11 thoughts on “Books, Stoics, Immortality (Now Available on Stick)”

  1. Oh, man, you had me going for a moment with the LL postage stamp.
    Why do we have a Harvey Milk stamp, but not a Lazarus Long one?

  2. Here I was reading merrily along when I came across your idea that learning for its own sake could be a vice. Everyone of my brain cells cramped and I could read no further. Now the idea is stuck in my head and won’t leave short of a brain wipe (you know, like with a cloth [sorry, I couldn’t resist]). Seriously, how did you and your friend come to this conclusion? If I neglected all my obligations to family, work, and community to do nothing but read and study, then yes, I can see how my learning could be considered a vice. But the fault is mine, not learning itself. Help me here please. BTW, love the blog.

    1. It took me the same way when he mentioned it to me!

      The basics of the argument are that any act we take that doesn’t serve a purpose for God or our fellow men (remember, he’s a priest) isn’t wrong, per se. But (like he and I and you and Steve) if repeated too often and to the exclusion of other things, it’s a vice. Not a horrible one: it’s not like murder or not finishing all your french fries.

      And, yes, one I participate in willingly.

    2. It took me the same way when he mentioned it to me!

      The basics of the argument are that any act we take that doesn’t serve a purpose for God or our fellow men (remember, he’s a priest) isn’t wrong, per se. But (like he and I and you and Steve) if repeated too often and to the exclusion of other things, it’s a vice. Not a horrible one: it’s not like murder or not finishing all your french fries.

      And, yes, one I participate in willingly.

      And thank you for the kind complement!!!

      1. Just a quick counter argument as it’s late and I’m tired…

        Learning something is like entering a deep, unexplored forest: you don’t know what’s going to happen as a result. So the implication that you can “know” ahead of time whether what you are learning will serve your God or fellow man is impossible to assess, so it has no meaning.

        Have a great week! Beware the Ides of March.

        1. Indeed! And you as well. I do buy that argument 100% – you never know what information will make you useful. McGyver, anyone?

  3. I agree with Stacey.

    “Learning for learning’s sake” is, in my view, impossible. If learning could leave you completely untouched, unaltered, and unchanged, then perhaps “Learning for learning’s sake” could be considered at times, a vice. But it’s not a zero-sum proposition: learning ALWAYS changes you.

    Years ago I spent two years taking a night class at the small college where I worked learning New Testament Greek. It had no benefit to me or my career at the time, I just wanted to learn it. But now, I see many words and can often recognize if they have Greek roots, which can suggest other words and lines of thought. I never expected that to happen from learning a form of ancient Greek. It changed my brain in ways I never thought it would. Next up: Latin, or Old English.

    I don’t even think one can argue that learning bad things (like how to torture, or poison, or nuclear weapons) is a vice because it’s not the knowing that’s bad, it’s the morality that suggests it might be fun to use that knowledge poorly.

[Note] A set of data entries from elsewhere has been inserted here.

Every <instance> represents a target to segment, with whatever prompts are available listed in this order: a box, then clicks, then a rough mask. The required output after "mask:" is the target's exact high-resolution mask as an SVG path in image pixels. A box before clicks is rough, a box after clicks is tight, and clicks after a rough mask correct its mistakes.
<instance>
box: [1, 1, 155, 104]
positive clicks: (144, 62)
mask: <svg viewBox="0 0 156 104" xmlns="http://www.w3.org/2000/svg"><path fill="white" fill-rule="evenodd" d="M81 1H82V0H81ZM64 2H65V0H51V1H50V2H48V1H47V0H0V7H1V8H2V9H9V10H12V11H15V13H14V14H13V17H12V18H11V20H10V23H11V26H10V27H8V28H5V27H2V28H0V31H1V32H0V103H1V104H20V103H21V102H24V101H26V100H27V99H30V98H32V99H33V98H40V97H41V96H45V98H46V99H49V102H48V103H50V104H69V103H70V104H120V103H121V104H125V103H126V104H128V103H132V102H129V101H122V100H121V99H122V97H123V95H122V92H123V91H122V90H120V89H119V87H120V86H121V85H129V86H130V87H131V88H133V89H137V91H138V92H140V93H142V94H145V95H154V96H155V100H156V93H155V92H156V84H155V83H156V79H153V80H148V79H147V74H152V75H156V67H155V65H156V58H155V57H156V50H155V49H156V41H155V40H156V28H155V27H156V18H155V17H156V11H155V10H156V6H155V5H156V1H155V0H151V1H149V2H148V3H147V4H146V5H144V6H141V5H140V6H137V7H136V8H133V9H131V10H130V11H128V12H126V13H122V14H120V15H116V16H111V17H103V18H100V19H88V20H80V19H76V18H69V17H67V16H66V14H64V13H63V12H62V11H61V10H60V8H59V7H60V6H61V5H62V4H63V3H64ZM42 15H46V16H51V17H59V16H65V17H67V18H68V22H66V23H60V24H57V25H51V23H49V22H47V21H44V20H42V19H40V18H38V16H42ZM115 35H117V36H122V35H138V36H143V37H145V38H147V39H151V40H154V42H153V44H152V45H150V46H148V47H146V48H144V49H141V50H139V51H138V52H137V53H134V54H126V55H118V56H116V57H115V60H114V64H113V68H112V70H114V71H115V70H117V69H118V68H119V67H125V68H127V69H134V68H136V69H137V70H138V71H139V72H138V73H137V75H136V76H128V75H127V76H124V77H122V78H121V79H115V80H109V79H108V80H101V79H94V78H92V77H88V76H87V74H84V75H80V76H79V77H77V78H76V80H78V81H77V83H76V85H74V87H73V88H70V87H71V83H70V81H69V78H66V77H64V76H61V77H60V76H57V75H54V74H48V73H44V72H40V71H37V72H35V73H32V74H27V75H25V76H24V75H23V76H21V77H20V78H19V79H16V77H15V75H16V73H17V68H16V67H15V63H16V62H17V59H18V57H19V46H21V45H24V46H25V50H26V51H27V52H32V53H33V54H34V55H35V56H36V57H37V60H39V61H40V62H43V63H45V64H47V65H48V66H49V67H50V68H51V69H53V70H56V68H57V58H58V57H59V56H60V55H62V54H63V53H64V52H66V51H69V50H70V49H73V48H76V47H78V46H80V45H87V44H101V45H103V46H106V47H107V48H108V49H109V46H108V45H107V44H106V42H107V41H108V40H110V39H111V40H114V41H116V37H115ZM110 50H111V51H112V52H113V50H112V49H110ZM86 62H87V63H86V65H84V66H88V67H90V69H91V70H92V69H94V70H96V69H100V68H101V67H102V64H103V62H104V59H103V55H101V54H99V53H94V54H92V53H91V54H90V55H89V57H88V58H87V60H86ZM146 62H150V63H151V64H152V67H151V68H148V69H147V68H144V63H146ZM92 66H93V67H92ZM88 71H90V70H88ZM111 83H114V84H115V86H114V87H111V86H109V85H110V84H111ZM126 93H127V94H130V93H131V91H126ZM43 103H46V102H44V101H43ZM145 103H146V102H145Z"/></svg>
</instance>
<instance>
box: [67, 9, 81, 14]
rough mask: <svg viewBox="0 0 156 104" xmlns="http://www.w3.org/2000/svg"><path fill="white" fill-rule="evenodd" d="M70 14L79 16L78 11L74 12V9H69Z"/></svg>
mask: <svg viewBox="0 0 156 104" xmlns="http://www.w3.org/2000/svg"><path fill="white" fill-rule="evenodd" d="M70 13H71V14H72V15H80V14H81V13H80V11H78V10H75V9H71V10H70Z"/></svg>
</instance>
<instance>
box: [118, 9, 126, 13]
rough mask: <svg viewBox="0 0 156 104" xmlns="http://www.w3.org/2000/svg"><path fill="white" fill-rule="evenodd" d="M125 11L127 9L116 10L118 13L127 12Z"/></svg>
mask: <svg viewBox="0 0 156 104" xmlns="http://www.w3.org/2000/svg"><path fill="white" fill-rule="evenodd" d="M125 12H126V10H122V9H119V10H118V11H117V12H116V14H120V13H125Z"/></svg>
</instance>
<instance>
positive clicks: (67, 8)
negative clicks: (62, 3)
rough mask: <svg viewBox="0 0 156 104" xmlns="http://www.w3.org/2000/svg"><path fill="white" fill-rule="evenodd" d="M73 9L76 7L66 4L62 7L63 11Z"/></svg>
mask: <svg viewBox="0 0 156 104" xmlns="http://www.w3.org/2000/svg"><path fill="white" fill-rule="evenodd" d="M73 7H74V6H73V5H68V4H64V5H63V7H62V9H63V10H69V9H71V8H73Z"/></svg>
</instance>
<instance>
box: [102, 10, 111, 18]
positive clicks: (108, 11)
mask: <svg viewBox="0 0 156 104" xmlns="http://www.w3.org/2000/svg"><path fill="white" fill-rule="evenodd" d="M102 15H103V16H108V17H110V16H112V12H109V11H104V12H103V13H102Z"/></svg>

    Thought provoking post, as usual.

    1. As noted, the argument is above – not a horrible vice. And I will note that I have learned things that, as S.T. Coleridge wrote, made me “a sad but wiser man.”

  4. Death gives us a chance to bury the frictions, grudges and animus that seems inevitable in everyday interactions. Some cultures exploit this advantage and move on. Others nurture their victimhood status and stay stuck. Serbs and Bosnians were killing each other over “wrongs” that occurred three hundred years ago. African-American race hustlers are flogging the idea of reparations for events that occurred nearly two hundred years ago.

    1. One of my best features is a short memory about how people have wronged me. Just burns a lot of anger that doesn’t do me any good except it does keep me warm in winter!